I do network audits and have seen many forms of environments. The most secure environment I have seen (were it implemented properly) would be a Novell shop with windows XP computers. As long as novell/windows passwords are set securely along with the possibility to lock out any remote access to the desktops you're gonna have to do some work to break into the novell server.
Major reasoning for the above that makes Windows XP so secure is the lock down of "simple file sharing" (which is a default configuration for windows XP) that restricts all remote access on the system to the guest account. Just because 9/10 network environments are Windows Domains and therefore unlocks the simple file sharing doesn't mean that XP isn't fairly well secured out of the box. Guess access then is controlled by another policy that says that guest account is disabled. Which even if that policy doesn't exist, there is still a backup policy that says that accounts without passwords (the guest account) are limited to console access only.
So tell me how you're going to spread a virus from one machine to another when you can't remotely access the file system or registry? You can't. There's nothing you can do to that computer unless you're sitting at it.

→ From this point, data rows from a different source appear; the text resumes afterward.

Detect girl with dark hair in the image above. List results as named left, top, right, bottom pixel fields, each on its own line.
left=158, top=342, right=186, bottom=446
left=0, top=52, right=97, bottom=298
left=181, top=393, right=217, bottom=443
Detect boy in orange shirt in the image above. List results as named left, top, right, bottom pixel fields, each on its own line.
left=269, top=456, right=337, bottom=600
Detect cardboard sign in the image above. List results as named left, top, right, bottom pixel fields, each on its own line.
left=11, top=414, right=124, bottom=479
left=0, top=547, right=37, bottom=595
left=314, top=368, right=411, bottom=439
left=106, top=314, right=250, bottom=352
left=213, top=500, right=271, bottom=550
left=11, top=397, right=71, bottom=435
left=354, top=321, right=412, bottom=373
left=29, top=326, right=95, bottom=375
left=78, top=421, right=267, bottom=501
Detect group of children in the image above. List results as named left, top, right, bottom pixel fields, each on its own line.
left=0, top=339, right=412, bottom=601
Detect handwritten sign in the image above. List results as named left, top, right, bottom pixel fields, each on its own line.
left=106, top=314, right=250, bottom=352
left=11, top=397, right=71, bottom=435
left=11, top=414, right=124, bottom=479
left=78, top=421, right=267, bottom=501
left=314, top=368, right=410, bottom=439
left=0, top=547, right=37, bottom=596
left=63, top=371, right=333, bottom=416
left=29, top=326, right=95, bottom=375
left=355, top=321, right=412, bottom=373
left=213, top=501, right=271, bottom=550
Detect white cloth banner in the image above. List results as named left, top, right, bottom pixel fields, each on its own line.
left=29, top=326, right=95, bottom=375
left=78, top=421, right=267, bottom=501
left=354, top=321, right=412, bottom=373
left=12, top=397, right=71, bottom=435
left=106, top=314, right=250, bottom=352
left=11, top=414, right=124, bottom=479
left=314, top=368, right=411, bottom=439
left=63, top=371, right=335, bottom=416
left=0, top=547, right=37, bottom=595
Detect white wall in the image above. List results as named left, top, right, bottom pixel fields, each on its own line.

Just because people who are using the OS make it less secure doesn't mean the OS is less secure. There are lots of things you can do to lock down Windows such as stopping the Server service which disables all incoming filesharing (also confuses automated scanning tools such that they get a wrong report of what OS you're running). Local security policy settings are there for a reason as well. Take a stroll through them sometime.
I know a person who has written exploit code for Mac OS X and has informed Mac and they still haven't fixed it, so there are 0day issues in the OS. Along with that, K-Otik has released code for Mac OS X exploits. There's your "wild" requirement.
Just because you have your "rules" of what you count and don't count, doesn't mean you're right.
BTW, let's not forget that like unix any local privilege escalations on OS X (which can be server as well as desktop) includes users who have ssh access to the machine, whereas local privilege escalations on windows 2000/3 means you have to be at the machine or have a remote of VNC/PCAnywhere/RDesktop as ssh/telnet are rarely used for them anymore.
In your true comparision situation a "virus" should only count if it can infect the machine if it were sitting there on the network with no user interaction. Default XP install plus DCOM/LSASS/NetDDE patches is just as inpenetrable at that point as any other system.
Just because users haven't figured out that pictures.zip is actually pictures.zip*stringofcharacters*.exe which installs very bad things to your computer doesn't mean that XP is to blame.